Powoli wprowadzam w życie moje postanowienia. moje lenistwo powoli się włącza jednak udaje mi się z nim walczyc. Wydaje mi się że jak na początek nie jest źle . Jednak natłok zajęć i przedmaturalne straszenie sprawia że jeszcze bardziej spinam poślady.

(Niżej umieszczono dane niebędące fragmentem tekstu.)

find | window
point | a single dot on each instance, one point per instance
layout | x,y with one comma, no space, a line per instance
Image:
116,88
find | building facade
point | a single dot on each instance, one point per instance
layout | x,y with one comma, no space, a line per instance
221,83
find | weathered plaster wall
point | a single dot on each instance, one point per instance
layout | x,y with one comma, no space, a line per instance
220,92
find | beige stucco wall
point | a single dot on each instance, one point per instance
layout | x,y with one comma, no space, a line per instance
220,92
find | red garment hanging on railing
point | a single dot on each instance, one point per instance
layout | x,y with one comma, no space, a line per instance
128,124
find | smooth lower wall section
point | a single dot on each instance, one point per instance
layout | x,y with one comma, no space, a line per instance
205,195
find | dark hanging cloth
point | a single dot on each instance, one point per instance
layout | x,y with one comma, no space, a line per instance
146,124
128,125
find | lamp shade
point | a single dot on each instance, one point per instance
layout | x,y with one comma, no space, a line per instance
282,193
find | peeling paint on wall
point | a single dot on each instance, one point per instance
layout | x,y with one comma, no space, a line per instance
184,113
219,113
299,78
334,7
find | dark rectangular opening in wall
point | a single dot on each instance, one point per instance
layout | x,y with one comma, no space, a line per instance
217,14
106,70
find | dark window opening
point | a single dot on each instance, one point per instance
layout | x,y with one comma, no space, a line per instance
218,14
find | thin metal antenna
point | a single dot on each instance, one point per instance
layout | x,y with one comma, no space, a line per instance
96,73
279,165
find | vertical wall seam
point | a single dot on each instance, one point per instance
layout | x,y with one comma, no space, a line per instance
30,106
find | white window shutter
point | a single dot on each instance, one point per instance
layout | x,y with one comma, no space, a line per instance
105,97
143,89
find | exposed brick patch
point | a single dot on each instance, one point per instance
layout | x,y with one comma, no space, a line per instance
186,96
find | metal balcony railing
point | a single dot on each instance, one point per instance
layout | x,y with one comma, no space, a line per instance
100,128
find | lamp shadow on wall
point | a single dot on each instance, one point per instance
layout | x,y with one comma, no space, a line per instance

Ostatnimi czasy jestem totalnie wymęczona a może jest to mój wymysł - ubzudurałam to sobie ? Nie ma jak pocieszanie się dłuższym weekendem , i zbliżającymi się feriami zimowymi . Podczas których nie powinnam caly czas próżnować . Dla poprawy humoru ( chociaż i tak mam dość znośny ) planuję zakupy zgodnie z konwencją nie tylko szata zdobi człowieka . Co znaczy że wpadnie zapewnie jakaś książka. Wracając do mojego optymizmu co dziwne mam wciąż dobry humor, nie oglądam się na innych tzn . nie przejmuję się ciągle zdaniem innych itd itd i czuję się z tym świetnie. Być może trudne to do wytlumaczenia ale jestem w końcu sobą . Nie tą sprzed pół roku - pesymistkę rozmyslającą o w połowie platonicznej miłości która ciągle oglądała się w wstecz i nie wierzyła w siebie. Ale skoro już jej nie ma i mam nadzieję nie powróci jak bumerang mimo że lubię czasami pozamulać wieczorami oglądając jakieś dramaty :) nie wracajmy do tejże części .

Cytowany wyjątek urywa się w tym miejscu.